Dalla nuova programmazione dei Fondi Europei vanno cercate le risorse necessarie per procedere alla bonifica completa della Valle del Sacco. Questa la ricetta di Legambiente per risollevare un’area dalle grandi potenzialità e dare il via ad un vero rilancio in chiave sostenibile, lanciata durante l’incontro “Bonifica e rilancio della Valle del Sacco”.

Sono 117.084 gli ettari ancora da bonificare nel sito della Valle del Sacco. Un’emergenza anche dal punto di vista sanitario, per gli effetti sull’organismo a livello oncologico, endocrinologico, neurologico, metabolico e sulla riproduzione dovuti agli elevati livelli di beta-esaclorocicloesano nel sangue riconducibili all’esposizione ai residui della produzione del lindano nella Valle del Sacco per cui l’Istituto Superiore di Sanità ha raccomandato un follow-up.

Gli 88 scarichi industriali autorizzati che sversano nella valle ben 17 milioni di metri cubi di  reflui industriali fanno raggiungere la concentrazione più alta di tutto il territorio laziale. Il problema resta quello di ridurre l’eccessiva pressione industriale che c’è sul corso d’acqua e i suoi affluenti e  adeguare quel 32% dei 75 scarichi civili urbani che ancora non risulta depurato.

“In un contesto di grave inquinamento della Valle del Sacco, il declassamento da Sito di Interesse Nazionale a Sito di Interesse Regionale risulta immotivato e ingiusto e per questo abbiamo deciso di portarlo davanti al TAR – dichiara Roberto Scacchi, direttore di Legambiente Lazio -. Serve il massimo sforzo da parte delle istituzioni per una risoluzione immediata a beneficio della salute di tutti gli abitanti della zona e dell’ambiente, e in questo la Regione Lazio deve continuare nelle strade giuridiche già intraprese al fianco dei cittadini. Tutto per un futuro chiaro e condiviso e la ricerca di  una bellezza ritrovata intorno al fiume Sacco.”

Secondo i dati rilevati dalle centraline ARPA, la provincia di Frosinone è la più inquinata anche dal punto di vista della qualità dell’aria e somma ben 463 sforamenti nel complesso nel 2013. Le due centraline del capoluogo ciociaro nel 2013 segnano 112 giorni di superamento dei limiti di legge, nel 2014 già hanno superato i 35 sforamenti consentiti con 42 giorni da gennaio ad oggi.

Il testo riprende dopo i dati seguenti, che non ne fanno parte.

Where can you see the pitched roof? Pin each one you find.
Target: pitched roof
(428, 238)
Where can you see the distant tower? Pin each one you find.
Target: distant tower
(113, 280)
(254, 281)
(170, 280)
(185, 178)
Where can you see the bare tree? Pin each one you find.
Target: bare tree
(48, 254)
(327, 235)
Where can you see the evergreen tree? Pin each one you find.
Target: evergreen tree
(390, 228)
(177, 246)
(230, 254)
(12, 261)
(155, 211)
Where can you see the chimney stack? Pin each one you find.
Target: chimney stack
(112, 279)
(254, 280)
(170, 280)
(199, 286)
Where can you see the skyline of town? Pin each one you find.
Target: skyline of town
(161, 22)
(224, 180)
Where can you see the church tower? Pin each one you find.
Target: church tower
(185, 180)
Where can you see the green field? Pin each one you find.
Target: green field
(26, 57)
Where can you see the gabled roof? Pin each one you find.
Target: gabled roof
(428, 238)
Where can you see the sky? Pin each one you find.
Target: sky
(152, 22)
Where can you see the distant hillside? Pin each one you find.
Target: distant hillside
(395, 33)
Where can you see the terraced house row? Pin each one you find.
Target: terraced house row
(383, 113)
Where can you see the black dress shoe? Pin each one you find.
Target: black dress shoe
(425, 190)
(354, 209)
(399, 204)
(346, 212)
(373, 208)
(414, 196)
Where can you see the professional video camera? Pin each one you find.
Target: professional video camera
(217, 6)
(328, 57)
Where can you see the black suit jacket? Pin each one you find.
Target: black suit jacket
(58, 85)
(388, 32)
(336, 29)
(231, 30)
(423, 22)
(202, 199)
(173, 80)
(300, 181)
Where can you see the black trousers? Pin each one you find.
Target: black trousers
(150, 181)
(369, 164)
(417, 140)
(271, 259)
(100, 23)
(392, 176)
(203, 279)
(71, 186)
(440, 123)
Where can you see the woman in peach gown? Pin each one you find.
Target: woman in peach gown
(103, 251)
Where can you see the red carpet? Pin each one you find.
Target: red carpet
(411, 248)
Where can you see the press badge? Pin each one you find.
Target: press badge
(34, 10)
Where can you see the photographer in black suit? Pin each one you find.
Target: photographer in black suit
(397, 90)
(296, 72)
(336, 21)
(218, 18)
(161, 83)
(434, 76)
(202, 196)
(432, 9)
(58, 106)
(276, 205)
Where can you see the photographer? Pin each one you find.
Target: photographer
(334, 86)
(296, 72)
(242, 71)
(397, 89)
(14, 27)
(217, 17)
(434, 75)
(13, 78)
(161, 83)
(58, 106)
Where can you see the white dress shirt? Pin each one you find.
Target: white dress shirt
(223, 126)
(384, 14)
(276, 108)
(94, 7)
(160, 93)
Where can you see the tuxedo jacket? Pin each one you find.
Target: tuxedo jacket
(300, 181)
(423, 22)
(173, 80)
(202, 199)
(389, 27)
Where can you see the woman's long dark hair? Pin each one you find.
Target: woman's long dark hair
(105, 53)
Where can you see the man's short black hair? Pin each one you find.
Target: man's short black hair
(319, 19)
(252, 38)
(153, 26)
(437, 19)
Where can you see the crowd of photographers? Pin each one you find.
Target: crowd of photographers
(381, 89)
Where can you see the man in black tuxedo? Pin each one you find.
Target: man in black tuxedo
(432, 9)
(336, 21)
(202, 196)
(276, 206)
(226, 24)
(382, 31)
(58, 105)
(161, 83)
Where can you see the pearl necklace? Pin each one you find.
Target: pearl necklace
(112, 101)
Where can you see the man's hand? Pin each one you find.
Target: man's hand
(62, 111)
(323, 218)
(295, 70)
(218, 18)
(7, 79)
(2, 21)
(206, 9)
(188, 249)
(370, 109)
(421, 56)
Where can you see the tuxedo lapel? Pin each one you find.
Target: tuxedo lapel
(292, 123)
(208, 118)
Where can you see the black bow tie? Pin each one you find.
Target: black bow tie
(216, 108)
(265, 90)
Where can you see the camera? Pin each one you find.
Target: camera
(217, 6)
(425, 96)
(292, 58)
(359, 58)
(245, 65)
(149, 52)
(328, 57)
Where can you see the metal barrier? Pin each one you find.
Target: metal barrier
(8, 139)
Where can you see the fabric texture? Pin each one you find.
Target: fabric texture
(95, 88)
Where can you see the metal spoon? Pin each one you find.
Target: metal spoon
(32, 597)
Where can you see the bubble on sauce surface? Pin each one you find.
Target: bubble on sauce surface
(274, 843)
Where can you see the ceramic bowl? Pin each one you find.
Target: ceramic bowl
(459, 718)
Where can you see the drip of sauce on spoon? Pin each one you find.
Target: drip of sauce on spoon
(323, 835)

“C’è bisogno di una moratoria contro qualsiasi nuova ulteriore emissione nociva nella Valle del Sacco fin quando non sarà avviato un nuovo vero processo di riqualificazione del nostro territorio – aggiunge Francesco Raffa, coordinatore di Legambiente nella Provincia di Frosinone -. Su queste stesse aree pesa anche un forte inquinamento per la presenza di numerose discariche dismesse e una qualità dell’aria che fa raggiungere alla provincia di Frosinone la maglia nera nel territorio laziale, c’è bisogno di correre nella ricerca della strada corretta dal punto di vista legislativo e facendo rete tra tutte le realtà di cittadinanza attiva che mirano ad una nuova vita per tutto il frusinate, anche per questo sosteniamo la raccolta firme contro il declassamento da Sito di Interesse Nazionale della Valle del Sacco.”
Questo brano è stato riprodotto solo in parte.